The compounding effect

After one month of daily debriefs, lessons.md is the most valuable file in the project. It contains the exact failure modes of your specific codebase — not generic best practices. The weekly review converts that into a tightening enforcement layer. The system starts telling you what to automate next.

Pattern 06

Generator-Evaluator: the next step

The Self-Review Gate is one generator pass, one evaluator pass. The full pattern adds iteration: if the evaluator scores below threshold, the generator reruns with the eval feedback. No human in the loop until convergence.

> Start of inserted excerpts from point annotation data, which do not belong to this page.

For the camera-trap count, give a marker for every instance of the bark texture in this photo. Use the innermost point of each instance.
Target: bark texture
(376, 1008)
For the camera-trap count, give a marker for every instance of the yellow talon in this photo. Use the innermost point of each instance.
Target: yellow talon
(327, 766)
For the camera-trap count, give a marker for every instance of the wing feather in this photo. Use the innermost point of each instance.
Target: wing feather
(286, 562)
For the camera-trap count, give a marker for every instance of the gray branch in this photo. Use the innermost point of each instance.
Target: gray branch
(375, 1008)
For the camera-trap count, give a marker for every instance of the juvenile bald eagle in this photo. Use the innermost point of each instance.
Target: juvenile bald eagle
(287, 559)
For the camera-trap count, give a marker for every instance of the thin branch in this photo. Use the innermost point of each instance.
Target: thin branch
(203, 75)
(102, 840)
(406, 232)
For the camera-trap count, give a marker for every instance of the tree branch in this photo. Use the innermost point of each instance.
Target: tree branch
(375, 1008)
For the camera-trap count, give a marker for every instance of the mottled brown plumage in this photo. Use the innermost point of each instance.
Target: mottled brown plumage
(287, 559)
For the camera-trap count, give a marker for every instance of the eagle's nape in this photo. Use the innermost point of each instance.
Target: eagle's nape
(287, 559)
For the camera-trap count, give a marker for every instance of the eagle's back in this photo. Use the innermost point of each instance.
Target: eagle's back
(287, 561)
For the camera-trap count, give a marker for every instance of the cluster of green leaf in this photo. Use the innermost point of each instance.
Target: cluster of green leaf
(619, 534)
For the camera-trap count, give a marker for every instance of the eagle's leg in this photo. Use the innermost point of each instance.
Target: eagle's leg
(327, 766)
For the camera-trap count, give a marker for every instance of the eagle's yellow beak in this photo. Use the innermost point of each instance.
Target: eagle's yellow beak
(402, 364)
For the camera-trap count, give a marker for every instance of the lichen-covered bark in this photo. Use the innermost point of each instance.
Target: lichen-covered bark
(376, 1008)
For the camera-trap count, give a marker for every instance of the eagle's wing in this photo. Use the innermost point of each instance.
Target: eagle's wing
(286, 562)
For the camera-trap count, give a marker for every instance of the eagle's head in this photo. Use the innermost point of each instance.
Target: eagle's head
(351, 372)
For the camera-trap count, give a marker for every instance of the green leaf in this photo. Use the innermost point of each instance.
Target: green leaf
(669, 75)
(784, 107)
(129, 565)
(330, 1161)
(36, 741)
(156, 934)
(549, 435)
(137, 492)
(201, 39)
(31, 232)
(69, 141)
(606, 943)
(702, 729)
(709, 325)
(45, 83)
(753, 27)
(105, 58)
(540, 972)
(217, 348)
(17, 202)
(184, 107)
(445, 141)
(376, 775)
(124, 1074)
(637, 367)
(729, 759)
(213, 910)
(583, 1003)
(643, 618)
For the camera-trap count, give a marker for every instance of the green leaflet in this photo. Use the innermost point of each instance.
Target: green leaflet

Current state vs full pattern

Current (Self-Review Gate)Full Generator-Evaluator
Generator Claude writes code once Claude writes code, evaluator scores it, Claude regenerates with feedback if below threshold
Evaluator 5 parallel agents, one pass Same 5 agents, but output feeds back into generator until score clears
Iteration None — one round N rounds with budget cap (e.g. max 3 attempts)
Human touch P2/P3 list surfaced every time Human only sees output that cleared the eval threshold
Prerequisite None Eval needs a scoring signal — /audit-infra or a quality rubric per output type
Why build this in order

The generator-evaluator loop is the highest-leverage upgrade to the build workflow. But it requires the evaluator to have a reliable scoring signal — without that, iteration just compounds the wrong direction. Ship the Self-Review Gate first, use it long enough to calibrate what a P1 looks like, then add the loop.


What to build, in order

Each step unlocks the next. Don't skip.

StepWhatWhy now
1 End-of-session debrief habit + lessons.md Seeds every other system. No lessons.md = nothing to compile into rules or hooks.
2 First /test-[product] skill for your main product Makes testing repeatable and agentically runnable. Base for regression suite.
3 Pre-push hook: type check + open lessons block First enforcement gate. Converts two common discipline failures into automatic blocks.
4 Self-Review Gate inside your build workflow Shifts you from reviewer of code to reviewer of a prioritized issue list.
5 Weekly review cron (Friday, automated) System starts identifying its own improvement candidates without you asking.
6 Generator-Evaluator loop on /build-feature Closes the last producer-to-curator gap. Build after step 4 is well-calibrated.